On a different note. Or somehow not entirely; nature continues. Ahote, one of the peregrine fledglings of a year and a half ago from the San Jose City Hall nest, has in the last few months grown his adult plumage, found a female, (unbanded, so, not from one of our observed nests, yay for genetic diversity), and found a territory they clearly call their own together in anticipation of spring, having been seen numerous times by one of the falconistas, who took their picture today near the Bay. He’s on the left, she’s on the right. Beautiful.



Sandy
Monday October 29th 2012, 11:09 pm
Filed under: Family,Life

From the shark falling out of the California sky, which was funny (since nobody was hurt and it lived) to the one swimming past the front porch of a flooded home in New Jersey today. Yow.

I’ve been reading updates from my sister in Manhattan and my daughter in Baltimore, along with various others.  I’ve been hesitant to call for fear of draining needed cellphone batteries at their end.

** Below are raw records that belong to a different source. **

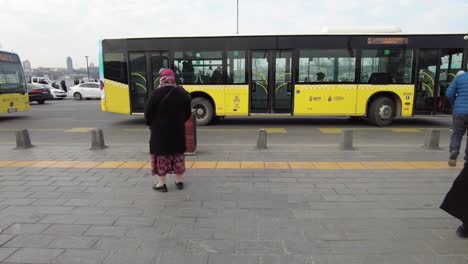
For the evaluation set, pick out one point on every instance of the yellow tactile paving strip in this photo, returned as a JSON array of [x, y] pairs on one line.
[[256, 165]]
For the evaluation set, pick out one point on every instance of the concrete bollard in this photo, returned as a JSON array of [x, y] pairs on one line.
[[262, 139], [23, 141], [346, 139], [97, 139], [431, 139]]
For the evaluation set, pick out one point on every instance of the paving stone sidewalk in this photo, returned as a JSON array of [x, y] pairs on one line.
[[227, 216], [71, 215]]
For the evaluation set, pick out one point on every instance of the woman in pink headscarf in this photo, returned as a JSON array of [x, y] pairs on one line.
[[166, 111]]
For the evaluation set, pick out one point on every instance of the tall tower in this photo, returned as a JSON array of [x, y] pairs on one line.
[[69, 65]]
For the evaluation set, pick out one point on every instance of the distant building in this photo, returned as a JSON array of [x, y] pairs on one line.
[[27, 65], [69, 65]]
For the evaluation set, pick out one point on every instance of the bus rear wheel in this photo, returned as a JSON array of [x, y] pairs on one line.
[[204, 110], [382, 111]]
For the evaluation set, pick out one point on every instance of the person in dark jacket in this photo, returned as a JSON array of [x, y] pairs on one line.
[[63, 86], [457, 95], [455, 202], [166, 111]]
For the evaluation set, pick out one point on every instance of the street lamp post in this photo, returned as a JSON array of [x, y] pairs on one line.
[[87, 68], [237, 31]]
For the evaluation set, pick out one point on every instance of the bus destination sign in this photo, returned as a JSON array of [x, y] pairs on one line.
[[6, 57], [387, 41]]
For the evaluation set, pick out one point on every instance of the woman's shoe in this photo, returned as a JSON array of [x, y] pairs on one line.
[[180, 185], [462, 231], [162, 188]]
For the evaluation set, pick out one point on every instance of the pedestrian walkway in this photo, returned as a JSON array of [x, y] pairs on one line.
[[261, 165], [69, 205]]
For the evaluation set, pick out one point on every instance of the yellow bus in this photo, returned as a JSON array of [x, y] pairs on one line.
[[13, 91], [376, 76]]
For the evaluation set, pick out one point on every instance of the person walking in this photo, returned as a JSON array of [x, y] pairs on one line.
[[457, 95], [455, 202], [166, 111]]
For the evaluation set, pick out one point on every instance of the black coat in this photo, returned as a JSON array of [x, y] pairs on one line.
[[456, 200], [167, 119]]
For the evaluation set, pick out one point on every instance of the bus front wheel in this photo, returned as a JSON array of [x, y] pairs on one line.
[[382, 111], [204, 110]]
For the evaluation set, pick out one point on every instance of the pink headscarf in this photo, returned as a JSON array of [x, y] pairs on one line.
[[167, 78]]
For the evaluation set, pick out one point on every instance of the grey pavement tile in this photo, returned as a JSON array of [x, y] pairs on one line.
[[307, 248], [96, 220], [249, 247], [89, 211], [98, 189], [381, 247], [70, 242], [390, 259], [75, 195], [118, 243], [124, 211], [5, 238], [441, 259], [80, 256], [59, 219], [25, 229], [107, 231], [37, 210], [18, 201], [210, 246], [70, 189], [66, 230], [150, 232], [53, 202], [341, 259], [81, 202], [62, 179], [14, 188], [35, 255], [290, 259], [114, 203], [7, 195], [42, 188], [233, 259], [6, 252], [45, 195], [135, 221], [30, 241], [12, 183], [177, 258], [141, 256], [453, 246], [37, 182]]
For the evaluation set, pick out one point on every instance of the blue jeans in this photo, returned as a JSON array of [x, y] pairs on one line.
[[460, 125]]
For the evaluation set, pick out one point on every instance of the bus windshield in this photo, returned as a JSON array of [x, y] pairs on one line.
[[12, 77]]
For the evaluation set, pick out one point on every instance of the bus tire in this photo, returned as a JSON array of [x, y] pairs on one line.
[[204, 110], [77, 96], [381, 111]]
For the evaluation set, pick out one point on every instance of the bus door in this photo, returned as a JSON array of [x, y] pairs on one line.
[[138, 81], [271, 81], [144, 76]]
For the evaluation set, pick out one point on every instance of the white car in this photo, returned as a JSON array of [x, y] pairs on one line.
[[85, 91], [58, 94]]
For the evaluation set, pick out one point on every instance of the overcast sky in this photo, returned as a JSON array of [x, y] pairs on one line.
[[47, 31]]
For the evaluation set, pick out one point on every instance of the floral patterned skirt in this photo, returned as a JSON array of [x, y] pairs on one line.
[[167, 164]]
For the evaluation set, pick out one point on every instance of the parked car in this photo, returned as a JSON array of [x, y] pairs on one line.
[[86, 91], [58, 94], [38, 93]]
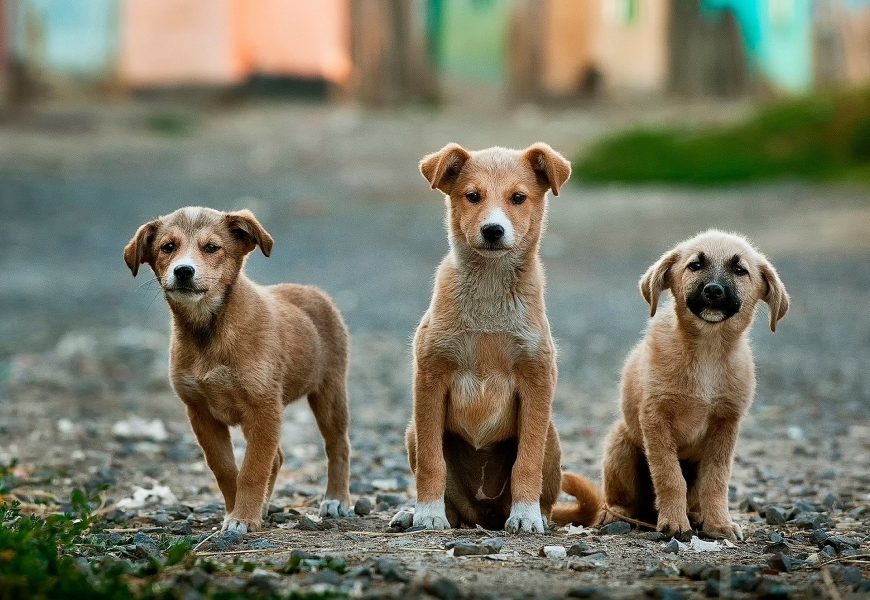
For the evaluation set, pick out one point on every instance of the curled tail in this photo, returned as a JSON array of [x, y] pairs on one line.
[[589, 508]]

To all in the path of Sandy, my prayers go with you. Stay safe.



In the mix
Thursday October 25th 2012, 10:42 pm
Filed under: Family,History

My laptop is alive! Turns out it was the charger that was not and there was a spare in the house.

My sister offered a link to a James Taylor song that turned out to be a whole series of videos of him, of Joni  Mitchell, the Kinks, etc, concerts broken up into individual songs each. I got needed hours of knitting done while watching this afternoon, although it is safe to say that the chance to watch Louie Louie performed (second down) did not really charm my daughter, tired after a very long day at work. (Richard loved it, I did too.) She said something about my generation and I said, Hey. 1964? I was six. (Five, actually, till the end of the year.)

Watching kids rock out in black and white with the boys dressed up in suits and ties. Amazing. I’m curious; when was the last time you saw a guy in a ruffled tux?

On a definitely more serious note, my cousin Tina said her son was interning with a newspaper and had written an article she wanted to share. The writing was indeed very good, but the subject, superb.

I knew there were refugee camps in Jordan; I did not know that Jordan was actively seeking to take in those fleeing Syria’s civil war, and I most definitely did not know that there was a 60-something couple who had volunteered to serve a mission for the Mormon Church, wherever they might be sent, who, where they were asked to go was on a humanitarian mission–to Jordan. To help take care of the people in those refugee camps, where the needs are so great. Who knew.

Wait. Did I really just put 60’s concerts and Syrian refugees in the same post? We do have it so easy in this country.



How to cheer up a little one
Wednesday October 24th 2012, 9:40 pm
Filed under: Family,Knit

Let’s see if the software is in a good mood today: I rebooted, now trying again on the same process, same pictures–hey, there you go!

Meantime, I have some knitting needing doing. It takes such a long time–but then I remind myself that part of the inherent beauty of it is that it takes a lot of my time. And my love. It’s all about the love.

Running off to get right to it, then.